Like Rainbow Row in Charleston or the French Quarter in New Orleans, Boston’s Back Bay neighborhood is iconic not because of a single towering landmark, but because of many charming structures that sit easily side by side. Behind the preserved exteriors of these Victorian brownstones, named for the sandy sedimentary rocks they were built from, are any number of styles, some period, some not, so when a young couple approached Lisa Tharp about decorating their new three-story home, she didn’t feel like they had to be bound to a single decade or era. She was free to mix, blend, compose.
However, there were a few restrictions. The clients were “minimalist at heart,” she says. “They wanted to respect the historic nature of the building, but they wanted to bring a cleaner, more streamlined style to the interior” than one might expect to encounter. Working alongside Hopkinton-based architects Mellowes and Paladino, Tharp set out to transform the tall, bright rooms into an ethereal, artistic living space that balanced a little whimsy against a lot of luxury.
Take the entryway. This area, says Tharp, is “an appetizer for what you’ll encounter as you move through the residence—a microcosm.” The predominant feeling is one of light, soft texture, thanks to the satiny luster of the upholstered Channel bench and the inviting pile of the abstract rug. The handsome wooden floors, the original walnut door, and the sweeping staircase with its chocolate banister and bright white steps anchor the room.
“The stairwell was a crowning achievement of the architect’s vision,” Tharp says appreciatively. It spirals up through the house to the skylights, which form a sort of floating sunroom and allow sunlight to pour into the heart of the home, all the way down to the well-dressed bench.
Although a far more private space, the bedroom is similarly clothed, done in lustrous, neutral-hued fabrics. There are velvet pillows on the bed and wool curtains over the windows. While the color scheme—lavender, gray, gold, and black—and glamorous light fixtures skew Art Deco, a number of midcentury silhouettes muddy the reference waters so that the home never feels like a movie set. Tharp placed a plywood Eames folding screen near the fireplace, where its rosy wood tones warm up the stark stone, and a pair of pale gold PearsonLloyd chairs by the window, where they create an intimate seating area for the couple. “These clients travel a lot,” she says. “They wanted a calm oasis that is highly, yet invisibly, functioning. Even in the seating area, we didn’t put a table. We chose another chest, so they have three more drawers in which to store things.”
Rather than create clusters of vignettes like one might see in an Art Nouveau interior or a Sister Parish-style country home, Tharp went more modern. She chose to integrate bold pieces throughout the townhouse, selecting large, abstract paintings to hang over the mantelpiece in the bedroom (by Ellen Rolli), over the living room sectional (Takefumi Hori), and the living room fireplace (Caroline Rufo).
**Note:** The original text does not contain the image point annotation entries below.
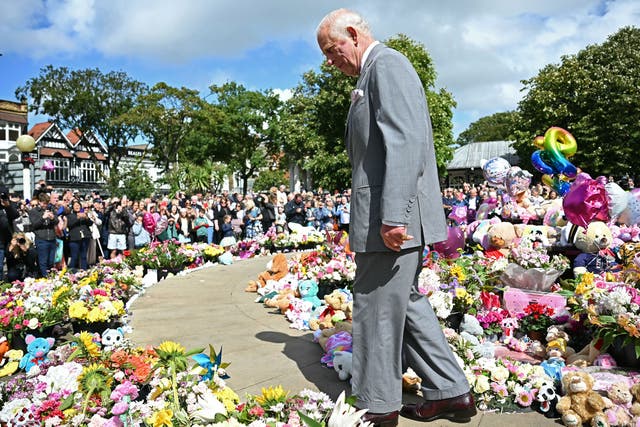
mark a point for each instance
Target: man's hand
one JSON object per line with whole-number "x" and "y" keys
{"x": 394, "y": 236}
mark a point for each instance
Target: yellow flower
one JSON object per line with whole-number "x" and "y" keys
{"x": 171, "y": 348}
{"x": 91, "y": 348}
{"x": 77, "y": 310}
{"x": 458, "y": 271}
{"x": 228, "y": 397}
{"x": 272, "y": 395}
{"x": 96, "y": 315}
{"x": 161, "y": 418}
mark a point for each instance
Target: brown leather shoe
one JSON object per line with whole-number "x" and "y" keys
{"x": 458, "y": 409}
{"x": 387, "y": 419}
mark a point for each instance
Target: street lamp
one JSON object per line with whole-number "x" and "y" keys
{"x": 26, "y": 144}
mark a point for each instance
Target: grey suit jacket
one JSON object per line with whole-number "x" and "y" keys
{"x": 390, "y": 144}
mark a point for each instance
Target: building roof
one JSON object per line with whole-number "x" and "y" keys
{"x": 474, "y": 154}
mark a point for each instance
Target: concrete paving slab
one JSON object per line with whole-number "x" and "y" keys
{"x": 209, "y": 306}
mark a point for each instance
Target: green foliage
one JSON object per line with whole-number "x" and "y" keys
{"x": 595, "y": 95}
{"x": 313, "y": 120}
{"x": 269, "y": 178}
{"x": 136, "y": 183}
{"x": 86, "y": 100}
{"x": 496, "y": 127}
{"x": 248, "y": 128}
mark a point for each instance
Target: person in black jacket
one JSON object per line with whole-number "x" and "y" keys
{"x": 79, "y": 225}
{"x": 43, "y": 224}
{"x": 22, "y": 259}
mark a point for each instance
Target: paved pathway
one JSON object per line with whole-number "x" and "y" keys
{"x": 209, "y": 306}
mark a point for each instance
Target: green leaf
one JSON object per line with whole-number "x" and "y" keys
{"x": 309, "y": 421}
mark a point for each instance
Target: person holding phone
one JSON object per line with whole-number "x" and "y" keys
{"x": 22, "y": 258}
{"x": 79, "y": 225}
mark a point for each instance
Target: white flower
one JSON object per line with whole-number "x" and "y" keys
{"x": 206, "y": 407}
{"x": 344, "y": 415}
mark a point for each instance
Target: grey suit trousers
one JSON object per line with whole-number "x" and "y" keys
{"x": 394, "y": 327}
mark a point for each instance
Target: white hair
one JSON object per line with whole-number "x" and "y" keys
{"x": 338, "y": 21}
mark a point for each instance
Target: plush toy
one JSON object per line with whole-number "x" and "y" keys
{"x": 342, "y": 363}
{"x": 337, "y": 305}
{"x": 621, "y": 399}
{"x": 282, "y": 300}
{"x": 112, "y": 338}
{"x": 546, "y": 400}
{"x": 37, "y": 349}
{"x": 501, "y": 236}
{"x": 411, "y": 382}
{"x": 277, "y": 268}
{"x": 594, "y": 242}
{"x": 338, "y": 342}
{"x": 635, "y": 405}
{"x": 321, "y": 336}
{"x": 10, "y": 362}
{"x": 580, "y": 403}
{"x": 308, "y": 290}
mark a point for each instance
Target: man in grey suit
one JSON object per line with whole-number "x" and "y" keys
{"x": 395, "y": 210}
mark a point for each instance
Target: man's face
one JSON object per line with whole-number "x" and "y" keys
{"x": 340, "y": 52}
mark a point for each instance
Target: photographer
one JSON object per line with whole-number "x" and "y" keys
{"x": 117, "y": 227}
{"x": 43, "y": 224}
{"x": 8, "y": 213}
{"x": 22, "y": 259}
{"x": 79, "y": 236}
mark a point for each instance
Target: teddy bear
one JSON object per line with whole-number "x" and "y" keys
{"x": 37, "y": 350}
{"x": 501, "y": 237}
{"x": 10, "y": 362}
{"x": 620, "y": 403}
{"x": 112, "y": 338}
{"x": 321, "y": 336}
{"x": 635, "y": 405}
{"x": 545, "y": 400}
{"x": 594, "y": 244}
{"x": 580, "y": 403}
{"x": 277, "y": 268}
{"x": 308, "y": 290}
{"x": 281, "y": 300}
{"x": 411, "y": 382}
{"x": 337, "y": 306}
{"x": 342, "y": 364}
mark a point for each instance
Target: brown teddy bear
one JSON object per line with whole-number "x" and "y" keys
{"x": 336, "y": 303}
{"x": 581, "y": 404}
{"x": 282, "y": 300}
{"x": 277, "y": 268}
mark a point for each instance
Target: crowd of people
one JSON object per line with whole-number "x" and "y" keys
{"x": 66, "y": 228}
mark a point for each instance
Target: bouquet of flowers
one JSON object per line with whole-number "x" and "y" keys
{"x": 536, "y": 318}
{"x": 611, "y": 309}
{"x": 503, "y": 385}
{"x": 533, "y": 268}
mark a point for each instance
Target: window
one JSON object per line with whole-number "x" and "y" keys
{"x": 61, "y": 171}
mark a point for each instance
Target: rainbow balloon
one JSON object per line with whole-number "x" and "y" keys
{"x": 551, "y": 159}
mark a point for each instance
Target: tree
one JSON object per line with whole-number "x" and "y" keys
{"x": 595, "y": 95}
{"x": 168, "y": 117}
{"x": 313, "y": 120}
{"x": 87, "y": 100}
{"x": 247, "y": 129}
{"x": 496, "y": 127}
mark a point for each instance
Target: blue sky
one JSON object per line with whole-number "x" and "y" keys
{"x": 481, "y": 49}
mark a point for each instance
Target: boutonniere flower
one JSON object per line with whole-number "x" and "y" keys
{"x": 356, "y": 94}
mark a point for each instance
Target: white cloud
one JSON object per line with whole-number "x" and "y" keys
{"x": 481, "y": 50}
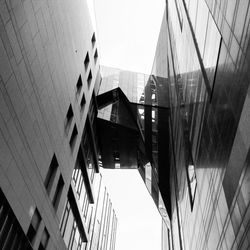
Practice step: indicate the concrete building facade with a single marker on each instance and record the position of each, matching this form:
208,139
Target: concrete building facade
49,186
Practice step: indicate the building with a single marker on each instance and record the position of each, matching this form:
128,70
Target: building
51,195
185,127
207,69
201,68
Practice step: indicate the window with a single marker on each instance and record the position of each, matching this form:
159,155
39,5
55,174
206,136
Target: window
11,233
86,61
34,225
116,156
93,40
96,56
89,78
58,192
44,240
83,101
70,228
79,85
48,183
179,13
69,118
72,140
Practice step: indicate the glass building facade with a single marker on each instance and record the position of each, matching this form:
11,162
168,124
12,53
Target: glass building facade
207,69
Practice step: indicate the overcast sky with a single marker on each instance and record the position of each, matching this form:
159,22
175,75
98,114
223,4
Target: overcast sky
127,33
139,222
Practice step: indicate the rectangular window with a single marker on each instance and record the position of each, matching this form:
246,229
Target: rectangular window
34,225
93,40
83,101
86,61
69,118
58,192
72,140
89,80
79,85
11,233
49,180
95,56
179,13
44,240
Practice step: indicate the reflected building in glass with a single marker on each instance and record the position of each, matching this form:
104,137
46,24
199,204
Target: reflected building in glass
185,127
193,120
207,69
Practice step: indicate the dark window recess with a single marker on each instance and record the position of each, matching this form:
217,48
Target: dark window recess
89,80
96,55
93,40
44,240
116,156
58,193
34,225
83,101
73,137
69,117
79,84
86,61
48,183
11,233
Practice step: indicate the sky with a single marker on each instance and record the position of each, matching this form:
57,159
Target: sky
139,222
127,33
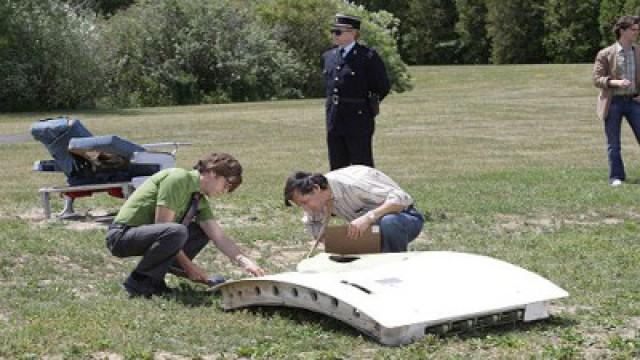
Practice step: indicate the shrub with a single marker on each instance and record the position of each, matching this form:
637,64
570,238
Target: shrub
193,51
304,25
48,58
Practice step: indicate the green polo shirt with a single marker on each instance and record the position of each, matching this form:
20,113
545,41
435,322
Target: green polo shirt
172,188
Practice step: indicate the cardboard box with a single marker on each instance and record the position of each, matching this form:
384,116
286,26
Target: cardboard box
336,241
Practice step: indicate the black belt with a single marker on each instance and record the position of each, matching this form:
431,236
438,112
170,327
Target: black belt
118,226
625,97
335,99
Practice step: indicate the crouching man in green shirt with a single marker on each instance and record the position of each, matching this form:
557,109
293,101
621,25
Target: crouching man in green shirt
168,220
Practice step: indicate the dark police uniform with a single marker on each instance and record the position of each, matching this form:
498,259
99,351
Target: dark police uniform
349,117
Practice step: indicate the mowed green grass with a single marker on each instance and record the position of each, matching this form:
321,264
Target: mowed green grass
507,161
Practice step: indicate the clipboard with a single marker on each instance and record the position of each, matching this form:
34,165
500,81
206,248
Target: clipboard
336,241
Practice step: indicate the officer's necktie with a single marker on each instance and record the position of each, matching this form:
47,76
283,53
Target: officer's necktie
193,209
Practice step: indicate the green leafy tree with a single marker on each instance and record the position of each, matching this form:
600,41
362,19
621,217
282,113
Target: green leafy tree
105,7
48,57
472,31
193,51
516,30
632,7
429,36
572,32
304,26
610,11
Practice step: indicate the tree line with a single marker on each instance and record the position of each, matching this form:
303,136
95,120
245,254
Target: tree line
124,53
503,31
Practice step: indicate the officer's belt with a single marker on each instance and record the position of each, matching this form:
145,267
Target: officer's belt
337,100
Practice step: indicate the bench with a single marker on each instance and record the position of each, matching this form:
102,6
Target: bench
122,190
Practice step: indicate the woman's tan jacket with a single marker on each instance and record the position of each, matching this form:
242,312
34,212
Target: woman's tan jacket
604,70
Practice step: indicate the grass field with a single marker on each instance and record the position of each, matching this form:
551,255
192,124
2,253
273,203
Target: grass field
508,161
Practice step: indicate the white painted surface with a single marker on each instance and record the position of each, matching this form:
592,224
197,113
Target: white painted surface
394,297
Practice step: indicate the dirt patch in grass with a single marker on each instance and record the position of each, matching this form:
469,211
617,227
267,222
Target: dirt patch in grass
105,356
546,224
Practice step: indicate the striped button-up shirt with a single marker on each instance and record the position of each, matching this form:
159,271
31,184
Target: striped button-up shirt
355,190
626,69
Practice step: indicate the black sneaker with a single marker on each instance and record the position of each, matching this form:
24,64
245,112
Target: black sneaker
160,288
216,280
137,288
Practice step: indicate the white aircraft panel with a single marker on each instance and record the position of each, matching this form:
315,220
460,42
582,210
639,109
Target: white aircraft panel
397,298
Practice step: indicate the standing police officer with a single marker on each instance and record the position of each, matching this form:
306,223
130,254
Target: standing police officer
355,81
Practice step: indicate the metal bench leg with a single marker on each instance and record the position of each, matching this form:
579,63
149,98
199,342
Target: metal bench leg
68,207
45,205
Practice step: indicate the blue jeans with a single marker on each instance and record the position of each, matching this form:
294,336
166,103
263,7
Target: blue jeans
630,109
399,229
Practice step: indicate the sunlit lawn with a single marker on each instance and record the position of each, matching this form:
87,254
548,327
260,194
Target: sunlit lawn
508,161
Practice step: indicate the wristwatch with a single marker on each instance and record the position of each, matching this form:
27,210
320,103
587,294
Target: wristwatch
371,216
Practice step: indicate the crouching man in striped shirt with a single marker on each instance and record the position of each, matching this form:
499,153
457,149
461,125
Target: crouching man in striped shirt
363,196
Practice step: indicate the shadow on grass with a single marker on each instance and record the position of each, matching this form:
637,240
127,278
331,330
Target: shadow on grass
305,317
544,325
195,296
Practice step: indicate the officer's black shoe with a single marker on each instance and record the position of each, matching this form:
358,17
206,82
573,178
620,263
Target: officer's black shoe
137,288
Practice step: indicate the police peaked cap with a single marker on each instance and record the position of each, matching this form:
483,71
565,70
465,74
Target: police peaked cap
348,21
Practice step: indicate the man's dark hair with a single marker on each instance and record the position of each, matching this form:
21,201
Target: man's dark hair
224,165
304,183
624,23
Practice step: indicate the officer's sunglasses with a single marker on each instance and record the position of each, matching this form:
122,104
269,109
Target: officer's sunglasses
338,32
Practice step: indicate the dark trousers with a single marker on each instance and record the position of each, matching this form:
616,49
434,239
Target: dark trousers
345,150
158,245
620,107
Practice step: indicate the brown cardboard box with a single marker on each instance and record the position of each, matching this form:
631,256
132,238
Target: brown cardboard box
336,241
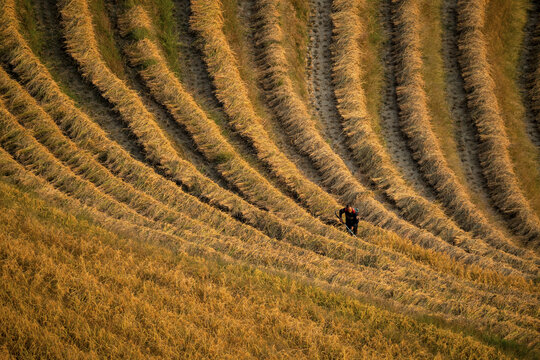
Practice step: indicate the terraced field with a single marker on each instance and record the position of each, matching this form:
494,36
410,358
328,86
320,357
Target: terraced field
170,172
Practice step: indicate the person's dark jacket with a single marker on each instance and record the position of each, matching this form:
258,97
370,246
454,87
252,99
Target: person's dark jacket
351,218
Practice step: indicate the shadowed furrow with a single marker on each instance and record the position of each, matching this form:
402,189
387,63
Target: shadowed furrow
485,112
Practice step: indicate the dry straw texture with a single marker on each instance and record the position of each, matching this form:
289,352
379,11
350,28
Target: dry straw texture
484,108
372,157
149,296
82,274
300,128
82,46
89,136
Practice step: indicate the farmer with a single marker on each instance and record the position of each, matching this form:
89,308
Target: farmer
351,218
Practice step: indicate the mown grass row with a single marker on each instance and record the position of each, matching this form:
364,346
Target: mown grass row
72,120
363,141
30,115
169,92
273,254
299,126
415,122
82,47
266,250
124,297
37,121
89,136
493,143
233,94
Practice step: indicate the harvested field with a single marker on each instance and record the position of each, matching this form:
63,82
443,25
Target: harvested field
170,173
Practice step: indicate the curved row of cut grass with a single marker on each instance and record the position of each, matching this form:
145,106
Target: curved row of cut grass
362,140
81,45
346,277
367,280
232,93
415,122
194,291
493,143
89,136
30,115
300,128
74,122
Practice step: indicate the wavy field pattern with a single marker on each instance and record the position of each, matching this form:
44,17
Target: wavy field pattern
170,172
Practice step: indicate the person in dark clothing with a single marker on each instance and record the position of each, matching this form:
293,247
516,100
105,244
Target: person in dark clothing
351,218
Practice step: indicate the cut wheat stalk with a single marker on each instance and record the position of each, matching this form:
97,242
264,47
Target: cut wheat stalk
89,136
415,122
232,92
485,112
304,263
82,46
297,123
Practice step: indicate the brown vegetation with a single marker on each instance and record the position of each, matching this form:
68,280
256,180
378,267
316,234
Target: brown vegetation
370,154
302,132
484,108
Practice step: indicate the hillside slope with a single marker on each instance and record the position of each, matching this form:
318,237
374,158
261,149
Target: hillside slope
170,172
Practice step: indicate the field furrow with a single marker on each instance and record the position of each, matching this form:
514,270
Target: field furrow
485,113
368,152
170,173
415,122
363,281
301,130
171,93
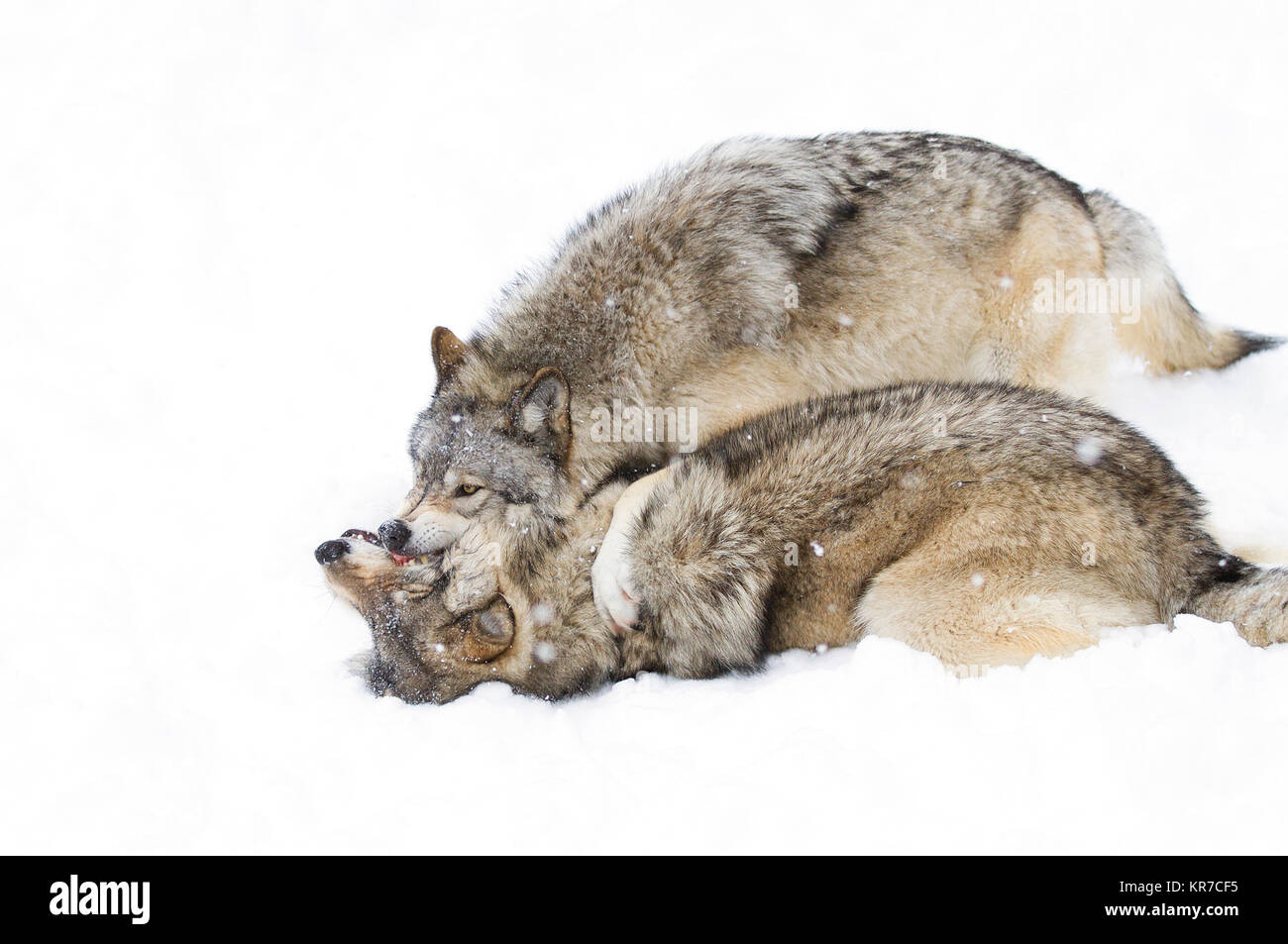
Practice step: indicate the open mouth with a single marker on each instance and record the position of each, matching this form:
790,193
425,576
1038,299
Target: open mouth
399,559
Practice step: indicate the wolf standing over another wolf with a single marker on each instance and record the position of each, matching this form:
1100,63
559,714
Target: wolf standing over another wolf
761,273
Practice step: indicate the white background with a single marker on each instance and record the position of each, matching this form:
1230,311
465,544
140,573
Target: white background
226,232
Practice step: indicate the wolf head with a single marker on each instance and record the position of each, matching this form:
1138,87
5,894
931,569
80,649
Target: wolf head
421,652
490,447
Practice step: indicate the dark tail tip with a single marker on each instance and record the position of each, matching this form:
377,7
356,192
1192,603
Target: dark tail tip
1250,343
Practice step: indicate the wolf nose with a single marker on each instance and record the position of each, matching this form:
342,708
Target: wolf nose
330,552
394,535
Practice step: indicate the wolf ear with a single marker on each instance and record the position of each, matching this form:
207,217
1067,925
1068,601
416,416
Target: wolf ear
449,353
488,634
542,410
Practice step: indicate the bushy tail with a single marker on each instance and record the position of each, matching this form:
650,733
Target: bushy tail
1254,600
1167,333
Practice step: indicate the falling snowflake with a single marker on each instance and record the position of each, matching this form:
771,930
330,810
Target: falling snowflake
1089,450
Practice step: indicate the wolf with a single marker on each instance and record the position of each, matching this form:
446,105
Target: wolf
984,524
767,270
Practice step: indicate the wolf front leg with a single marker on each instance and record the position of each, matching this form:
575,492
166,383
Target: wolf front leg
700,563
616,595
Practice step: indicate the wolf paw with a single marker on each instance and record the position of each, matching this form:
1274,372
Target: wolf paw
610,579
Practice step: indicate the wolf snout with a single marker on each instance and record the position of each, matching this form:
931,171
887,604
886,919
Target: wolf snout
394,535
330,552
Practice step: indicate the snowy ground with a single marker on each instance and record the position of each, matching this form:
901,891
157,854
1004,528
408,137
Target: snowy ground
226,232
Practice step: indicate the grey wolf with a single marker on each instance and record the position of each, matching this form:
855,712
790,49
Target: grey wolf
984,524
765,271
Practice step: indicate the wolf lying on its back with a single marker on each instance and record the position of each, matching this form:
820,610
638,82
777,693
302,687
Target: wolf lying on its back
982,523
764,271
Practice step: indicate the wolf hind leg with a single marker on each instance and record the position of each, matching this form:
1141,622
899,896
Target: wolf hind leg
1166,331
702,570
992,614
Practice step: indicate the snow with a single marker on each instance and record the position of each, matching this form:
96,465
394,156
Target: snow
226,233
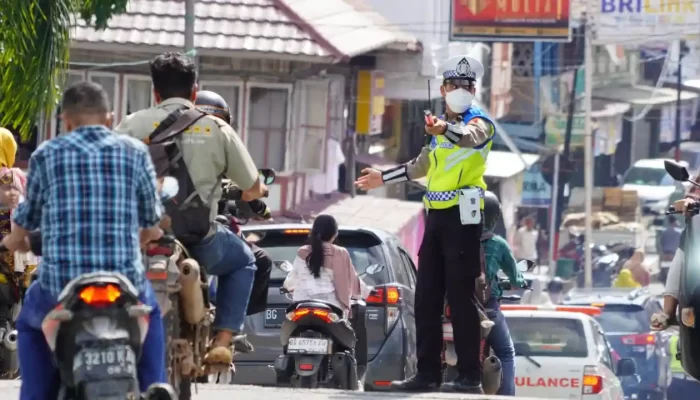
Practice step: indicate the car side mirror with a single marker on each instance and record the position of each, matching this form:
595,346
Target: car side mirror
676,170
626,367
267,175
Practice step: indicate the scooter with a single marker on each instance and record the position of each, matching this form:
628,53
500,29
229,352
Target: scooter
491,366
689,299
317,344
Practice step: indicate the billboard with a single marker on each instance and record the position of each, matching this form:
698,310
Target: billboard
510,20
633,23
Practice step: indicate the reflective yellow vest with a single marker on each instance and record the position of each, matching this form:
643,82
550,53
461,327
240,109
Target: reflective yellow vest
453,167
676,366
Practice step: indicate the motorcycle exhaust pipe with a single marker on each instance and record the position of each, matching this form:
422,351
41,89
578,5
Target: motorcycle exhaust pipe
10,341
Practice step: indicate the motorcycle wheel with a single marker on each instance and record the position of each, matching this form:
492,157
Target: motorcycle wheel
172,323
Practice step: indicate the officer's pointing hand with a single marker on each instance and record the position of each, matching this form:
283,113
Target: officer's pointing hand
370,179
439,127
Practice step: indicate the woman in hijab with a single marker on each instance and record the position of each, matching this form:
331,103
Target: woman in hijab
625,280
636,266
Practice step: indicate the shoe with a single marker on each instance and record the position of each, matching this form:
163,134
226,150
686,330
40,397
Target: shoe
462,385
415,384
219,354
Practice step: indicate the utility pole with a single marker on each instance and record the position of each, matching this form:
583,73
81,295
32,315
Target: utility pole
189,27
588,142
682,48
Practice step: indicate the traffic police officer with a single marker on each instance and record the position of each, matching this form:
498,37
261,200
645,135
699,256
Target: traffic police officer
682,386
450,258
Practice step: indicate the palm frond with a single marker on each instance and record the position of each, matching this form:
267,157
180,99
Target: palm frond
34,51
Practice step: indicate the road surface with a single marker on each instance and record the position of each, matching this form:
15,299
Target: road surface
10,391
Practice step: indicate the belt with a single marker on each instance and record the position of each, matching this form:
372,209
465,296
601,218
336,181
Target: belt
450,194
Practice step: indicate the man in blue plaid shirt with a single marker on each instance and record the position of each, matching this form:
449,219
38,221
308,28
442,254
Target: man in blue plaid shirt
499,256
93,196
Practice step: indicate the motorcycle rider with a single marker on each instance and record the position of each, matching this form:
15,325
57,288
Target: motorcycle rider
93,196
450,258
211,149
324,271
215,105
499,256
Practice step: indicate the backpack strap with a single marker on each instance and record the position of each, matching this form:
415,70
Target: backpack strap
175,123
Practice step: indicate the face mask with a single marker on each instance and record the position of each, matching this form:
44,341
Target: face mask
459,100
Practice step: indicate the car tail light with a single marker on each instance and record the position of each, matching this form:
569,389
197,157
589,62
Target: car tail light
639,340
592,381
390,297
160,251
325,315
100,295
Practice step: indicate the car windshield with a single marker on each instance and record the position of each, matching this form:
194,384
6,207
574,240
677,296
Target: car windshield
364,249
623,319
648,176
548,337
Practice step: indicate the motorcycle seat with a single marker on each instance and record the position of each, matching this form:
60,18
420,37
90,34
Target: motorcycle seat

In the bedroom are two sculptures Tharp describes as “unexpected,” an abstract midcentury piece (artist unknown) placed by the window and a small classical bust on the bedside table.
Tharp continued with the theme of quiet colors offset by strong lines in the living room. “The client wanted clean and minimalist, and from there, we created an ethereal envelope, which is about texture, not color, to work as a backdrop to the sculptural furniture,” she explains. “We matched the millwork to the wall color and ceiling, so that your eye travels calmly through the space, and it flows.” The dark floors ensure that it’s not too ethereal. “They keep it from floating away,” says Tharp.
“And then,” she adds with a bit of excitement in her voice, “you get a peek of one of my all-time favorite chairs. It’s famous.” She’s talking, of course, about the iconic Alky chair, designed in the 1970s by Giancarlo Piretti, that completes the circular sitting area. Perched across from the window, this version features a Holly Hunt lavender velvet and chrome plinth legs. “It looks like someone took a flat piece of soft furnishing and folded it to create a super comfortable extra chair,” she says. “It’s good company to mix in. Like when you’re at a great party, where you mix personalities of the guests—it’s a great chair to invite to the party.”
Against this sea of almost-white texture and angular millwork, Tharp installed a striking, bulbous chandelier made with hand-blown Venetian glass. “That was one of the first pieces we collectively decided upon,” she says. While she thinks a black-and-white palette would have been great in this home, she believes there’s something more interesting about the lavender and gray. “It reads very harmonious, and it doesn’t feel cold,” she says. “We kept the upholstery of the curved sectional and the midcentury daybed both in the gray family, but shifted it amethyst in a subtle way.”
That’s the key to this house—Tharp takes what you might expect to find and turns it one degree to the left. The chandelier is not made of globes, the walls are not quite white, the furniture is not all midcentury, the room is not quite Deco. “There’s been a resurgence in interest in Art Deco recently,” Tharp says. “But as you can see, we never reference just one thing.” A good example of this can be found by the living room fireplace, where a funky gold little table, shaped like a gingko leaf, arches delicately over the daybed. “It’s the little grace note that is unexpected, but it makes the composition sing,” says Tharp.